Avant de développer la critique de la vérité entreprise par Nietzsche, nous pouvons d’emblée nous interroger sur ce que ces cinq définitions apportent concrètement à note réflexion. Y’aurait-il en elles ou pour certaines d’être elles, l’empreinte d’un recours nécessaire voire incontournable à l’inconscient?

  1. Absolument pas pour la 1 qui décrit au contraire une sorte de « tenue continuelle », de tension constante de la conscience qui doit, pour se préserver de l’erreur, prolonger l’esprit de veille d’une attention consciente portée à ce que l’on est train de dire, de penser, de conclure, de juger.
  2. Pas davantage pour la 2 que l’on peut finalement décrire par opposition au rêve, à l’hallucination. C’et justement de se maintenir hors de la sphère de l’inconscient que cette vérité là s’impose comme telle.
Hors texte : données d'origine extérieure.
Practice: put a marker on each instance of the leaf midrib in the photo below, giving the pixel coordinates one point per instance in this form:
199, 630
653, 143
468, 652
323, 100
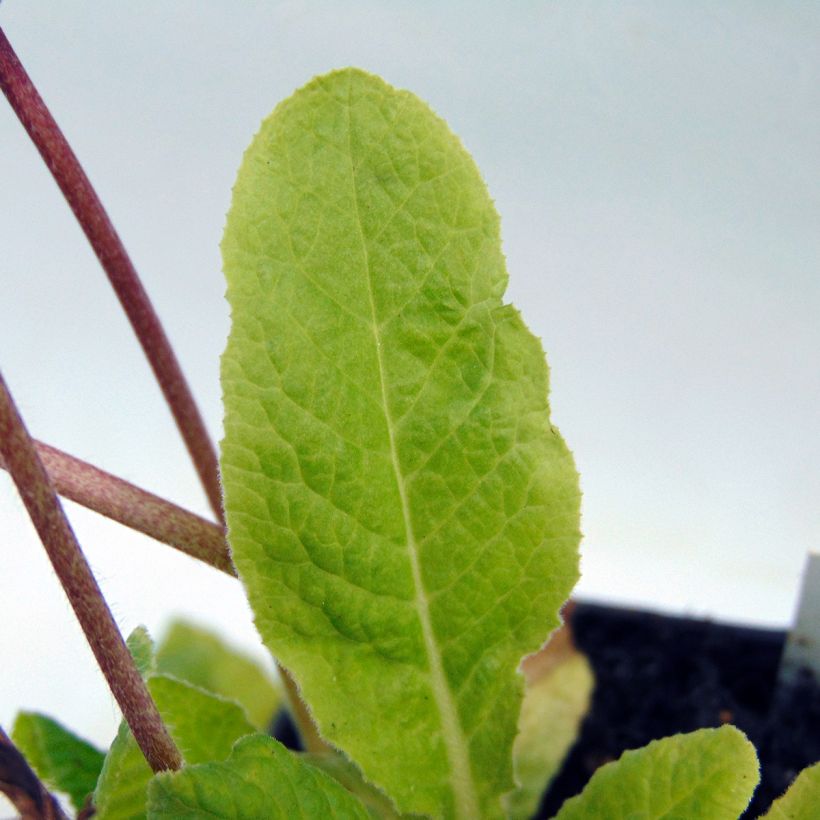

  3. Peut-on être inconscient dans la sincérité? Non dans la mesure où précisément elle fait signe d’un effort. Rousseau ici encore pointe un aspect décisif à cet égard. Il insiste bien que le fait dans ces confessions,  que personne n’est vraiment jamais allé au bout de cette entreprise. Pourquoi? Parce que l’usage des relation sociales est l’hypocrisie et le faux semblant. Il faut donc faire un effort conscient pour décider volontairement de résister à cette couche de fard qui recouvre nos relations. Ici se pose aussi la question de la parhésia. Celle-ci décrit-elle un geste qui se situe dans cette vérité type 3 ou dans la 5: l’alétheia?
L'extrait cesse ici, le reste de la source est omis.